Just be weary with 0 volume and 0 open interest as if you buy it, it’s going to be hard to sell because no one is interested in that contract. It will most likely have a very wide bid/ask.
wait you said i can still buy and sell it if its 0 and then you said it going to be hard to sell because no ones interested. if no ones interested how can i sell it? do i need high volume and open interests?
You must be having a laugh.
ever hear of google search?
Options are created whenever a buyer and seller trade while both opening a new position.
Options change hands whenever a buyer and seller trade a pre-existing option.
Options are destroyed whenever a buyer and seller trade while both closing a new position.

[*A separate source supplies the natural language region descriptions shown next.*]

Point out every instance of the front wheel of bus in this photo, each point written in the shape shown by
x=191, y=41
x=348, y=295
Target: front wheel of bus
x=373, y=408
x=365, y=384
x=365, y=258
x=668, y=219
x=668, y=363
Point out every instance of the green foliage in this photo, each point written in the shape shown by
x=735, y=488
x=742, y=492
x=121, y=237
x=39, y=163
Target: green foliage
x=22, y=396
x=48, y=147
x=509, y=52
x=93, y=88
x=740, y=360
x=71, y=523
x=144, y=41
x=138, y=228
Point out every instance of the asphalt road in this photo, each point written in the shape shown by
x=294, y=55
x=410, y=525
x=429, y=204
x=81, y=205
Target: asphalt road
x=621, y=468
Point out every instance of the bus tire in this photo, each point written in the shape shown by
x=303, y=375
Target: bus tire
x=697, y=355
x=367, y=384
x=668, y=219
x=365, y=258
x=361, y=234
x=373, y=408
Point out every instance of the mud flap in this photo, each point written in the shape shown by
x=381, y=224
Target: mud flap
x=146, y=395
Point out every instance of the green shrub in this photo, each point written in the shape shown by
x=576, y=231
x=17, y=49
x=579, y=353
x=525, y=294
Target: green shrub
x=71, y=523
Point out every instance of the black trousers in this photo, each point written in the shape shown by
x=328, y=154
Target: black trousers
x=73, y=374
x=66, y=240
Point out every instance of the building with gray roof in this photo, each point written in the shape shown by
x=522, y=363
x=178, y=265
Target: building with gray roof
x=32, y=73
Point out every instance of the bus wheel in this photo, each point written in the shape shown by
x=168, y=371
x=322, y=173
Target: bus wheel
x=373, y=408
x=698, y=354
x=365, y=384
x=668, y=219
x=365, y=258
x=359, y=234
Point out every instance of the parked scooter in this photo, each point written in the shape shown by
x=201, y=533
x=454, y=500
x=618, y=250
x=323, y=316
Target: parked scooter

As a general rule, it's higher risk to trade in any "thinly traded" market. With an "open interest" of "0", that's the worst.
I'm not an options expert of any sort, but some say you don't want to mess with any option that has less that 100 contracts open interest. (Even that seems too low and "high liquidity risk" to me.)
You are trading4fastprofits and you asked this question?
Sorry I am saying this in jest. Welcome to ET and hope you hang around like me, another newbie, and learn to trade from expert coaching by the pros here.
Large OI options are highly efficient and often neither buyer nor seller has an advantage.
If you are small mom and pop retails like me, you don't want to trade with some professional who has high conviction taking the other side because that means you are likely on the wrong side. Thinly traded may offer better odds if you don't get kill by bid/ask.
Therefore you pick your poison if you are retail.